Caching instance creation in C extensions

Currently, the CPython maintains small lists (freelists) of pre-allocated objects of some builtin types (e.g. integers or floats) to speedup instance creation. Respectively, the instance destruction function for such types may not call the type’s tp_free function, but instead it puts object to the type’s freelist.

The gmpy2 extension does something similar (see GMPy_MPZ_New, roughly tp_new, and GMPy_MPZ_Dealloc). Speedup is noticeable:

$ python -m timeit -s 'from gmpy2 import mpz; a,b=map(mpz,[1,2])' 'a+b'
2000000 loops, best of 5: 167 nsec per loop
$ git checkout no-cache
$ pip install -e . -q
$ python -m timeit -s 'from gmpy2 import mpz; a,b=map(mpz,[1,2])' 'a+b'
1000000 loops, best of 5: 276 nsec per loop

But I worry that this is not something backed by the C-API documentation. It says about tp_dealloc: “The destructor function is called by the Py_DECREF() and Py_XDECREF() macros when the new reference count is zero. At this point, the instance is still in existence, but there are no references to it.

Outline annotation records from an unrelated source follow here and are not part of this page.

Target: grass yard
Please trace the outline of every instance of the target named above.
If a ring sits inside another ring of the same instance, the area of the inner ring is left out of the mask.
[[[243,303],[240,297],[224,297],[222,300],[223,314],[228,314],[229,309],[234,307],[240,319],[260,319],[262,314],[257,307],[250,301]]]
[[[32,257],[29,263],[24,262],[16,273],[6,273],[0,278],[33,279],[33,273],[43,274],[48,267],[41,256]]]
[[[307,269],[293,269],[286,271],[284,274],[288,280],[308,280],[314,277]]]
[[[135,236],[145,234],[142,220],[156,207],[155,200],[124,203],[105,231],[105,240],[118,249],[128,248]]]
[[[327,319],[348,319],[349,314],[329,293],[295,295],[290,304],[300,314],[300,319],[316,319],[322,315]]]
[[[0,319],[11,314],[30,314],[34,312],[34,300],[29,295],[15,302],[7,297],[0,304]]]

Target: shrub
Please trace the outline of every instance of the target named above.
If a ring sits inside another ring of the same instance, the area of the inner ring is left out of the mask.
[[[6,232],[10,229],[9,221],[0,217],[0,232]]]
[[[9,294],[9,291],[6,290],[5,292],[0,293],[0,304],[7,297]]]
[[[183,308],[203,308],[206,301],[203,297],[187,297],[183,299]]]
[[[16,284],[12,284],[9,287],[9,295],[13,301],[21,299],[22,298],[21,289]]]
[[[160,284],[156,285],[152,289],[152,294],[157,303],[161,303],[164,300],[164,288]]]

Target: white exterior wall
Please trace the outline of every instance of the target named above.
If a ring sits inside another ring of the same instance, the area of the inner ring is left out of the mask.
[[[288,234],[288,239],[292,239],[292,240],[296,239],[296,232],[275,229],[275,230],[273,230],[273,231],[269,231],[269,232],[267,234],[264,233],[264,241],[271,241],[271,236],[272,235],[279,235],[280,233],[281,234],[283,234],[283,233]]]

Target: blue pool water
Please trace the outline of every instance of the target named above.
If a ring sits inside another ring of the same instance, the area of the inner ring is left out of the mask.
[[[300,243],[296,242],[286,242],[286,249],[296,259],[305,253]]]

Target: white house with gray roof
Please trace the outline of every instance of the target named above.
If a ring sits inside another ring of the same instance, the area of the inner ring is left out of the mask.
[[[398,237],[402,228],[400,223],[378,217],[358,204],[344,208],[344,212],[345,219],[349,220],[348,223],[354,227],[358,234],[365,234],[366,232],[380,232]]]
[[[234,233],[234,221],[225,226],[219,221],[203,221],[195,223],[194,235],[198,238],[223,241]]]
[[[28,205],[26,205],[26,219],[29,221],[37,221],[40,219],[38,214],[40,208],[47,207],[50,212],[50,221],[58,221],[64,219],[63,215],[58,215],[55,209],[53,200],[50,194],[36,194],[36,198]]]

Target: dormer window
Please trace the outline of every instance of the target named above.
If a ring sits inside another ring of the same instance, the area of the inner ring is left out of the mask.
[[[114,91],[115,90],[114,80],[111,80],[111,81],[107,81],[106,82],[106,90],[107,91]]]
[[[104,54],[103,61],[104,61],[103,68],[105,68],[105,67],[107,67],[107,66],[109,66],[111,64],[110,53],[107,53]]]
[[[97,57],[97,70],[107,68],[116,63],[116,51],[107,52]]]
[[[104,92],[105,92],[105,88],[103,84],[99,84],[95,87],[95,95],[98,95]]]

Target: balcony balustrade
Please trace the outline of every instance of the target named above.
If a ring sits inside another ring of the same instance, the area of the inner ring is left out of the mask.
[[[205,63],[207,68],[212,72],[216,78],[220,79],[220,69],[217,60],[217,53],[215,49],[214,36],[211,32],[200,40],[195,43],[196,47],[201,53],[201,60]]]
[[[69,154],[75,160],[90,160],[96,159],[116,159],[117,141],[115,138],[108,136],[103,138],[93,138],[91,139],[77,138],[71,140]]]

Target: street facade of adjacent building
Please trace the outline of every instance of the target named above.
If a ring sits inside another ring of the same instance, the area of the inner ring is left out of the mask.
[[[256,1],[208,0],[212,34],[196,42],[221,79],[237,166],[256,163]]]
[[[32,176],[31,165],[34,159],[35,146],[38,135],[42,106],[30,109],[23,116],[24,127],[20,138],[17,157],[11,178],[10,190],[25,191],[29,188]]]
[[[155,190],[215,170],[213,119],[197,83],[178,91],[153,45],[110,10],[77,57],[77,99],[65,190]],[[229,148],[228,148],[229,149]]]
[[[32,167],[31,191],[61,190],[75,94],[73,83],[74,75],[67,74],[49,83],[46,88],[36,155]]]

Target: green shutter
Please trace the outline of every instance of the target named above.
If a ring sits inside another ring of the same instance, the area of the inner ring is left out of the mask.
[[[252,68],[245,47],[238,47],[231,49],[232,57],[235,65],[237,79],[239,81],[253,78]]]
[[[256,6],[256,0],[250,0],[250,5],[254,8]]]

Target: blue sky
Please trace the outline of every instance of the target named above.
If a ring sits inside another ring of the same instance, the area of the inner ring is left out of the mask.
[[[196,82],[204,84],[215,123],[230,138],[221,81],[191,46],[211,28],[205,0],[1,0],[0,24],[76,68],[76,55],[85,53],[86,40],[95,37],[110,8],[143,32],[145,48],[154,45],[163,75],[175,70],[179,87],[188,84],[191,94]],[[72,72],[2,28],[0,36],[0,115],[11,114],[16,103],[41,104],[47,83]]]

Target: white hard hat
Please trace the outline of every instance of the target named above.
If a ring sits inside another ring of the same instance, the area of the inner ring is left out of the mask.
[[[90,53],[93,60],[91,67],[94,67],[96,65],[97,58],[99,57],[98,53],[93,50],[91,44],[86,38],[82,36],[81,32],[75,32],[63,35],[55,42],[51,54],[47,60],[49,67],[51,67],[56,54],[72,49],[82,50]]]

The destructor function should free all references which the instance owns, free all memory buffers owned by the instance (using the freeing function corresponding to the allocation function used to allocate the buffer), and call the type’s tp_free function.

The PyPy, for example, strictly follows to docs and reject (abort() of the interpreter) above example of caching in the gmpy2.

Did I miss something or such optimization is actually not possible, i.e. it may be used only for few builtin CPython types, but not in external C extensions?